A pair of 1970s TV movies about the creepy crawly threat of savage bees and panic-inducing ants.
Returning to the classic double bill, this time around we’ve taken a bit of a liberty – here’s a pairing that never was, but perhaps should’ve been. Killer bees and feisty ants combine in a pair of TV movies that are not exactly classic but nevertheless are prime examples of the insect horror movie, which seemed to find a home on USTV during the 1970s.
Bee movies have not exactly had a good time of it in general. After the 1960s shocker The Deadly Bees, the genre found a home on TV, perhaps where its miniature horrors could best be experienced*. The Killer Bees led the way in 1974 and for all its faults, clearly had enough of an impact for The Savage Bees to emerge a few years later. Unexpectedly, the film found itself playing in UK cinemas, as very much the bottom half of a double bill with The Incredible Melting Man. It’s to be hoped that the film was shown first because I can’t imagine that audiences who had just experienced the gloopy delights of the Melting Man would have much patience for a plodding bee flick. In the US, the film was successful enough to justify a sequel – Terror Out of the Sky was shown in 1978 and followed directly from the events of this movie. This film did not get a theatrical release in the UK, instead appearing as part of ITV’s endless series of TV movie thrillers, Murder Mystery and Suspense.
It Happened at Lakewood Manor swapped out the bees for bitey ants and spent a lot of time on disaster movie soap opera character-building before getting down to the action. Like The Savage Bees, it needed rather more horror and rather less chat, but once it gets going the film is pleasingly absurd. Unusually for a TV movie, it comes with various titles. Perhaps the ‘it’ that happened at Lakewood Manor was seen as too vague for excitement-hungry viewers and the film was soon retitled Panic at Lakewood Manor.

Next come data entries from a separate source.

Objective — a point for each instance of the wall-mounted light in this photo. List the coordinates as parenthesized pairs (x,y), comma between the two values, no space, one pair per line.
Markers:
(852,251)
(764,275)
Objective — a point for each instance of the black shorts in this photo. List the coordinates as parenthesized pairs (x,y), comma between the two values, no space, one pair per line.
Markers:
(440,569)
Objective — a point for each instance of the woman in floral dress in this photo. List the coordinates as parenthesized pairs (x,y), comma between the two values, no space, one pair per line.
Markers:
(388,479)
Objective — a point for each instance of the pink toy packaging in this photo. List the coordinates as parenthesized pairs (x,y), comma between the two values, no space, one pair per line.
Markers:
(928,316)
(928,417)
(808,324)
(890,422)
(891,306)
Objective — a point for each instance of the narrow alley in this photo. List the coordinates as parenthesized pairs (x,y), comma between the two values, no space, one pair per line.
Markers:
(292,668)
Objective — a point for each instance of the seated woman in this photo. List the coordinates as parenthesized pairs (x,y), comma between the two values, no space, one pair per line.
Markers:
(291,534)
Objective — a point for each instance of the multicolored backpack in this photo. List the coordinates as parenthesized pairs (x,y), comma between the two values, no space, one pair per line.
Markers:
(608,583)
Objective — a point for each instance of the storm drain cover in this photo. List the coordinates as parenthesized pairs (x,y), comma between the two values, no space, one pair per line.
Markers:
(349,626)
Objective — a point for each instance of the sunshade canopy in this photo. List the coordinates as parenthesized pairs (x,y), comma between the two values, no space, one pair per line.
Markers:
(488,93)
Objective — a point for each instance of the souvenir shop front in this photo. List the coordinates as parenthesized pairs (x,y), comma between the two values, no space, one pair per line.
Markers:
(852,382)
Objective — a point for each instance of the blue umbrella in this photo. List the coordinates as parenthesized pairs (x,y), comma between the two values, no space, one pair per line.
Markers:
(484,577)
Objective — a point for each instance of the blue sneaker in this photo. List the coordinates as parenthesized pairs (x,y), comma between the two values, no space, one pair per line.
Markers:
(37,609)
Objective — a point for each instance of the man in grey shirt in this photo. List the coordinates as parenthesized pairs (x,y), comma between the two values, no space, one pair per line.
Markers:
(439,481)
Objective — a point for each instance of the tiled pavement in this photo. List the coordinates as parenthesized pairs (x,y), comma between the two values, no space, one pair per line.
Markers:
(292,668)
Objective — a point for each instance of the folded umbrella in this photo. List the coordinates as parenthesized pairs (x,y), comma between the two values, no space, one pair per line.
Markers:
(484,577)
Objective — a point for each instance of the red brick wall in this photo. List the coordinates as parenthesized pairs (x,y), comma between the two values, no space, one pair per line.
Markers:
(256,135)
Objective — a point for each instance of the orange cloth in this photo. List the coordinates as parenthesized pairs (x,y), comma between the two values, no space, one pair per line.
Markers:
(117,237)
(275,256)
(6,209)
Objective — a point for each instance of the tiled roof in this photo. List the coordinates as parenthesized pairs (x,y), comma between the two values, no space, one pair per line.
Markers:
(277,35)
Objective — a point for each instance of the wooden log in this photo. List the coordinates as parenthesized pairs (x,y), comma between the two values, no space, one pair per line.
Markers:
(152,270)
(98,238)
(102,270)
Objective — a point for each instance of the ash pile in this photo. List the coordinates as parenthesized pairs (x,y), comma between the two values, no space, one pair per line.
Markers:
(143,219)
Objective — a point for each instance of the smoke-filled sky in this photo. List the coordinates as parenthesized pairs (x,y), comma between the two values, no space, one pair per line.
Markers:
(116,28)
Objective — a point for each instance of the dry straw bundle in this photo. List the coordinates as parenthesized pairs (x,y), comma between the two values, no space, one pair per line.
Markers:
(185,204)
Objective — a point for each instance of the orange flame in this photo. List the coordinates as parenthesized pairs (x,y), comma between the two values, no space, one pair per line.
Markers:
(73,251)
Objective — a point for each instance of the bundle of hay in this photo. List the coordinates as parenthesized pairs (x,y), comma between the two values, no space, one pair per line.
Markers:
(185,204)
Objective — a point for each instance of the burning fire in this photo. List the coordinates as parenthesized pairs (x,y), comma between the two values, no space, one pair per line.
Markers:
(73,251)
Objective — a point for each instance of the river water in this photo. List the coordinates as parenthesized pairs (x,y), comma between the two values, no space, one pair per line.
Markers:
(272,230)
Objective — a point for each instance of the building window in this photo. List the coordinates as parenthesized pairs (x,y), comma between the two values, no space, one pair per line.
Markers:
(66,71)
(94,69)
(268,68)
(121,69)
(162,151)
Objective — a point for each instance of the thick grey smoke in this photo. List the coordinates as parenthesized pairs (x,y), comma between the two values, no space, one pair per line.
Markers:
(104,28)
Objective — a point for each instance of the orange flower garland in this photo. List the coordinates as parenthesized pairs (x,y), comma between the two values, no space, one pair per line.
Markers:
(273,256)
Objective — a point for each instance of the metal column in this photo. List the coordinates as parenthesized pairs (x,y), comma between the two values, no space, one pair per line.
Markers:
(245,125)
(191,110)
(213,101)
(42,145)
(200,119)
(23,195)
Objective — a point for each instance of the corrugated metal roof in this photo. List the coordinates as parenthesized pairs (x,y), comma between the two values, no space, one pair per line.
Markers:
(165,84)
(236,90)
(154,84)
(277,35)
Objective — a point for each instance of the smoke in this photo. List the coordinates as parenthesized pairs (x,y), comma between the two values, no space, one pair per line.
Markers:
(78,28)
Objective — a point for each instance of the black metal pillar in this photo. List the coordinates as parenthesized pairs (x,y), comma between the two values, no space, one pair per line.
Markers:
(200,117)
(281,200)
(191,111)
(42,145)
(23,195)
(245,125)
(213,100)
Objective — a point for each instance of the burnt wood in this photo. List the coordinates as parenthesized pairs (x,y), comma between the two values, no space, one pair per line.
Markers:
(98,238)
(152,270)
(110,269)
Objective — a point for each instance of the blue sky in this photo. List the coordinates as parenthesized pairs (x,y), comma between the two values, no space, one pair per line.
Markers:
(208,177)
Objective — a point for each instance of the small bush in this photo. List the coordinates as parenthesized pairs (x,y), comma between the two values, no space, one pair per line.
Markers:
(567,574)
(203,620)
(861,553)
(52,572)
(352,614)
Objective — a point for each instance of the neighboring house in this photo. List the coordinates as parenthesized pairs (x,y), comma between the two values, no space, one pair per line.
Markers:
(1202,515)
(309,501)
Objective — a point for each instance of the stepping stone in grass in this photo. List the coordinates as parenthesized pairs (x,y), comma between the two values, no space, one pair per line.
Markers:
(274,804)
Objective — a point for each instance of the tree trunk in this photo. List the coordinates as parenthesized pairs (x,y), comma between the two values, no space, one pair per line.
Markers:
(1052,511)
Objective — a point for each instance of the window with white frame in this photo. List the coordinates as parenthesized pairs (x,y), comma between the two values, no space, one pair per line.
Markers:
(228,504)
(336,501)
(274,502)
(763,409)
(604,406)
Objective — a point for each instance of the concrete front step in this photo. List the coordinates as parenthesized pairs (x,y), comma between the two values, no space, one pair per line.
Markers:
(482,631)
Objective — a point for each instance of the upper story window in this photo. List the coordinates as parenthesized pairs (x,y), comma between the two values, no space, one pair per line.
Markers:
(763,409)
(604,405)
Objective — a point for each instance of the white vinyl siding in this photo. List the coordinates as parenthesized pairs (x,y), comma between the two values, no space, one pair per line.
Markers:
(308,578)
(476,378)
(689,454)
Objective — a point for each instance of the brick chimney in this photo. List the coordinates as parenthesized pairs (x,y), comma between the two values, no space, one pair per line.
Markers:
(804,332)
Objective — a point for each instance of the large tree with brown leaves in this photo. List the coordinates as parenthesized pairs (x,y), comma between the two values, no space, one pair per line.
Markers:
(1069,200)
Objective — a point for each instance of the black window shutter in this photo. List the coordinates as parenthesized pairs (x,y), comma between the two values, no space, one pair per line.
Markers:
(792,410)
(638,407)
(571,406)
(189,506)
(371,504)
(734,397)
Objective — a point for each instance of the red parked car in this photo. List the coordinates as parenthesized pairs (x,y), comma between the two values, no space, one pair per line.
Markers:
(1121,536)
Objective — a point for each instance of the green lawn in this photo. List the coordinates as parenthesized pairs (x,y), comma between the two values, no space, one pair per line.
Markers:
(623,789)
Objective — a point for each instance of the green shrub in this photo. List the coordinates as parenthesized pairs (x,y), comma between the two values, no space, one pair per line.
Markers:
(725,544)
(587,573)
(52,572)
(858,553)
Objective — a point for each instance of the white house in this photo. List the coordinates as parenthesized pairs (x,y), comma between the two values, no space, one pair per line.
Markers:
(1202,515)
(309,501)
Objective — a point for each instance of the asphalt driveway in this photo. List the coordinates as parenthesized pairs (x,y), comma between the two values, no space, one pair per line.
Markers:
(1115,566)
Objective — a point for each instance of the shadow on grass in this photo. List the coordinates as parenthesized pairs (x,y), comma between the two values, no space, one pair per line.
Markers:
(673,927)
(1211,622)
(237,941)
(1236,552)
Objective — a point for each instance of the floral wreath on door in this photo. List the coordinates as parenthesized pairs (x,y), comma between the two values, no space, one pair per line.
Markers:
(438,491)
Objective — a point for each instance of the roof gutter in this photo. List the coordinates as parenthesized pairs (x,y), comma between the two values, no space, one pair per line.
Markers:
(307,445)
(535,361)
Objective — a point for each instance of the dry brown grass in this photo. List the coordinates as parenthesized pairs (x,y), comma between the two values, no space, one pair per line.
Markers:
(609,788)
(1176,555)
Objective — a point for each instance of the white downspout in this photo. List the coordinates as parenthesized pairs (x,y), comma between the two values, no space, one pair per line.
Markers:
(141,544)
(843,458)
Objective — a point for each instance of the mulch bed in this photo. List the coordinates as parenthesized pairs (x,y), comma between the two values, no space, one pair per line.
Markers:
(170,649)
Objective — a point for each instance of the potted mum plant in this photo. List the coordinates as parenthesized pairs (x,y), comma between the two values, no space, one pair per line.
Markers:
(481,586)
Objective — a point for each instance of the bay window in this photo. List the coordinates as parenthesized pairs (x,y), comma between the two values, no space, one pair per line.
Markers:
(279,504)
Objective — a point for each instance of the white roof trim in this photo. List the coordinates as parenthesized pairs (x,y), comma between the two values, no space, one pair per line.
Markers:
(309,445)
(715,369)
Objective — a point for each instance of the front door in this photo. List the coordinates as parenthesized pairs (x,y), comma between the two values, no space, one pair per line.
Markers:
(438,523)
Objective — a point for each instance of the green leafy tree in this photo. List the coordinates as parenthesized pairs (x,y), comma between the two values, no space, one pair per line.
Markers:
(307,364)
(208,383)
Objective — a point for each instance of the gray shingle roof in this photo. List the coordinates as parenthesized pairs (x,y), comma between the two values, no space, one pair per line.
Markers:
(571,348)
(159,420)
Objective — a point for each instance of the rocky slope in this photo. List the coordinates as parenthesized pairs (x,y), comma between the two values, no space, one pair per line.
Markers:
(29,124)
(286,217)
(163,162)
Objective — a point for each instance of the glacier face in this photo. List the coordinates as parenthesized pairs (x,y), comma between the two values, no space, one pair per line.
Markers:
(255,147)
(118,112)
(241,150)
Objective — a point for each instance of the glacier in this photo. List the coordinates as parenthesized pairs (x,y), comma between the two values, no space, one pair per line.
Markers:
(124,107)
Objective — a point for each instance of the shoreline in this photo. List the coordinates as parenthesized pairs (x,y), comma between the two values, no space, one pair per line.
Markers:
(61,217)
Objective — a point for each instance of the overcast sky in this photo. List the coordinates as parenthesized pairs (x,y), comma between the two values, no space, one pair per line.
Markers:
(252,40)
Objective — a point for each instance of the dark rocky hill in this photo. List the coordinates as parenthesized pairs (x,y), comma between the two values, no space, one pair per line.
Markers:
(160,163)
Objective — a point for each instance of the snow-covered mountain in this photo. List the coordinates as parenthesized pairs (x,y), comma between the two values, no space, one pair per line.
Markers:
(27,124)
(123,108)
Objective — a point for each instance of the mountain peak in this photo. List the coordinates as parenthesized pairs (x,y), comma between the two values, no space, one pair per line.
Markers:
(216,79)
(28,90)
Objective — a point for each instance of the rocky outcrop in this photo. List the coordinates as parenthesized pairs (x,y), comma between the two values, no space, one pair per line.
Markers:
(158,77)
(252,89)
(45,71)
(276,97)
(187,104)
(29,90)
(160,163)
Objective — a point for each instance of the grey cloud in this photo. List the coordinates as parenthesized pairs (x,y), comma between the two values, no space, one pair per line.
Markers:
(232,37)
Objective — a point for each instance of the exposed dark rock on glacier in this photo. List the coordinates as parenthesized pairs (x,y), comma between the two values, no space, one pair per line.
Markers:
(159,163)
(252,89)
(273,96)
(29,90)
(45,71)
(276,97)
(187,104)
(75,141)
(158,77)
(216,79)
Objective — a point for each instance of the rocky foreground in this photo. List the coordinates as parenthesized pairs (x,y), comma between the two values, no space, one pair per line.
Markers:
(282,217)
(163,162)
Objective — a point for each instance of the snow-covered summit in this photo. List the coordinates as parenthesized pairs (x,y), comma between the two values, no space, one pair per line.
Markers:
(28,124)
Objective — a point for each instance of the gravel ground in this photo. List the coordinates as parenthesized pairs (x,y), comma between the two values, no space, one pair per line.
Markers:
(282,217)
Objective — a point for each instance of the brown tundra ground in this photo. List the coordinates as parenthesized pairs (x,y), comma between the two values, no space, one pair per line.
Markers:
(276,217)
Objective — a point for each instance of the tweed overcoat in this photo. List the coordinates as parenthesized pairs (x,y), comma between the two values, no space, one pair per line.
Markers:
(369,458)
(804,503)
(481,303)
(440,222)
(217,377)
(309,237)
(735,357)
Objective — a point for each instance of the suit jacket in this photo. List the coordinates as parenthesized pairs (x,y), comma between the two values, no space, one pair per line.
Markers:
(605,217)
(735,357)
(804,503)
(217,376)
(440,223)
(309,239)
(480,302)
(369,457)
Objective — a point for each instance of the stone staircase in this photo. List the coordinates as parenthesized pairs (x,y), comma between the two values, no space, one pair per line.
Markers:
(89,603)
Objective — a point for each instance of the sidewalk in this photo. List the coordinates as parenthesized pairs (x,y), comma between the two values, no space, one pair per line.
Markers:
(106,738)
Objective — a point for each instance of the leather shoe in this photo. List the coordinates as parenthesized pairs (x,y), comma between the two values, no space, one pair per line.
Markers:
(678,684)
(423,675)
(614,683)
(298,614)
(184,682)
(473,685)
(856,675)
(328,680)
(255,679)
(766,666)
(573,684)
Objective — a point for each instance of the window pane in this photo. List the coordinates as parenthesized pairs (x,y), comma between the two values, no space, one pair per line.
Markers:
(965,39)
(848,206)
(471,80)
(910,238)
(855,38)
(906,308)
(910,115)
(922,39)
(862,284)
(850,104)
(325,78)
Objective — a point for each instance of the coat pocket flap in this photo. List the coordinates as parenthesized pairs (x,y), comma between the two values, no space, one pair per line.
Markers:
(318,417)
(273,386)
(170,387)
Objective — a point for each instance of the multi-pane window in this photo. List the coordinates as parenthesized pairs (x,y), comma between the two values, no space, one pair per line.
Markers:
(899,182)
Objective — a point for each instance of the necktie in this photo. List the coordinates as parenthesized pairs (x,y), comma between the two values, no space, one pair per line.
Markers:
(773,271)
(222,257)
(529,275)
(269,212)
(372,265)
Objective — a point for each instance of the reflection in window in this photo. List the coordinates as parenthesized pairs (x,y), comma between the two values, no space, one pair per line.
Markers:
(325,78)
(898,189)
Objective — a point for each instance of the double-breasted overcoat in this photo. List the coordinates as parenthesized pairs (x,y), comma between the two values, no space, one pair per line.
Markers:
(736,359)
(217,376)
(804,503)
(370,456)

Even this proved to be too ambiguous and for the VHS and subsequent home video releases, the film was given the rather blunter, to-the-point title of Ants!
Neither of these films is a classic – let’s warn you of that upfront – but for fans of trashy TV movies and animal attack movies and novels, there is enough amusement to be had from them.
* The 1978 film The Swarm was an all-star bee movie that was a box office bomb that signalled the beginning of the end of the disaster film, perhaps proving that paying audience wanted something more than killer bees on the big screen.